Kuryakin led him to the sofa and looked into his eyes for a moment, then looked away. "I remember the fight in the ocean. And an all too familiar hit in the head." He smirked and Solo responded in kind to the light-tone. Then Kuryakin's face grew extremely sober. "There was blackness for a moment -- like all the times. Then there was a blinding splash of light." His mouth quirked. "Not a light at the end of a tunnel as many see, but an all consuming light. My continual striving to be different," he quipped and glanced at Solo, who offered a slight, responding grin.

His voice was calm, even, introspective. Napoleon marveled at the composure and renewed his admiration for this incredible man who had become so important to him -- the center of his life.

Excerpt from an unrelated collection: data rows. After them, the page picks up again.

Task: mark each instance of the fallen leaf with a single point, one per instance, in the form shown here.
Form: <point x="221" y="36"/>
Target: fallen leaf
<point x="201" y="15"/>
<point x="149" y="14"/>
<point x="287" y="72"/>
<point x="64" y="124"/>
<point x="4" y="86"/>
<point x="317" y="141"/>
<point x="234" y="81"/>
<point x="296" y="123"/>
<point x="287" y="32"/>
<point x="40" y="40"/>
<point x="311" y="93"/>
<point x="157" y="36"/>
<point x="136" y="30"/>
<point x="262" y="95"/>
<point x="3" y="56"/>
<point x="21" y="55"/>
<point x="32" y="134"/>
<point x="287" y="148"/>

"Soon the light fragmented into a scene," Illya continued softly, staring across the room, focused on nothing. "I was standing there on the beach -- an empty beach -- no houses, no people, just me and the sand and the sea. I faced the ocean and noted how thin a line there was between the blue ocean and the horizon of the blue sky. To my right was an intense light, but not just light -- warmth and -- and love."

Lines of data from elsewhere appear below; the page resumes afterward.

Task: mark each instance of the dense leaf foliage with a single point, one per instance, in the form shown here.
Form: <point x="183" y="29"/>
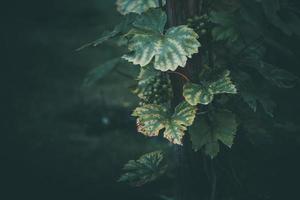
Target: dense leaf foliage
<point x="152" y="118"/>
<point x="238" y="41"/>
<point x="221" y="126"/>
<point x="204" y="94"/>
<point x="137" y="6"/>
<point x="147" y="168"/>
<point x="169" y="50"/>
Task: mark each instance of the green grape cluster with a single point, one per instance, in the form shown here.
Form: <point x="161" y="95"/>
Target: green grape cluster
<point x="200" y="24"/>
<point x="156" y="90"/>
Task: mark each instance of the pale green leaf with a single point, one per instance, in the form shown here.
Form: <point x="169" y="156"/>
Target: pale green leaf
<point x="204" y="94"/>
<point x="207" y="133"/>
<point x="146" y="169"/>
<point x="168" y="50"/>
<point x="137" y="6"/>
<point x="154" y="87"/>
<point x="152" y="118"/>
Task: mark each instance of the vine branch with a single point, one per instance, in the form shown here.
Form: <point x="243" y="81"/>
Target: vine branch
<point x="180" y="74"/>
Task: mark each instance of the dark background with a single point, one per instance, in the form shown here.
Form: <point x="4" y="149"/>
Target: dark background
<point x="56" y="143"/>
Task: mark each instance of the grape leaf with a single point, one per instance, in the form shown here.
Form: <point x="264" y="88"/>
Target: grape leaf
<point x="153" y="86"/>
<point x="137" y="6"/>
<point x="204" y="94"/>
<point x="207" y="133"/>
<point x="152" y="118"/>
<point x="168" y="50"/>
<point x="146" y="169"/>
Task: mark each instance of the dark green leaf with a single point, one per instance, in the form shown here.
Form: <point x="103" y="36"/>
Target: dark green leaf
<point x="146" y="169"/>
<point x="207" y="133"/>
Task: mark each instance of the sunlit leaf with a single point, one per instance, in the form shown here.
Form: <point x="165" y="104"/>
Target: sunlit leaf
<point x="153" y="118"/>
<point x="168" y="50"/>
<point x="137" y="6"/>
<point x="207" y="133"/>
<point x="146" y="169"/>
<point x="204" y="94"/>
<point x="154" y="87"/>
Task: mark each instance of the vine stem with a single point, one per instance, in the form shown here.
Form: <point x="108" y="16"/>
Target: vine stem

His voice wavered and Napoleon couldn't turn away from the face. He thought Illya was going to cry, and he couldn't make himself turn away and give his friend some privacy. Men hated to cry publicly -- even in the presence of one other person. Most hated to cry even if alone. Tears burned in his own eyes from the emotion he could tangibly, sympathetically, feel from Kuryakin.

"To my left there was another light. From there also I could feel safety and comfort. And love." He gulped in a breath. "And something else." Another big breath. "I heard -- I felt -- a familiar voice. You were pleading, begging me to return." Tears spilled onto his face. "I turned to the left and came home." The bright blue eyes turned to him. "Thank you for saving my life. More than that, for calling me home."

Choked with his own emotions, Napoleon could not respond with anything but holding onto Illya's arm. Wordlessly he nodded, knowing his friend understood everything he could not say. The light at the end of the tunnel in his life was alive and well and he hoped Illya would stay that way for a very long time.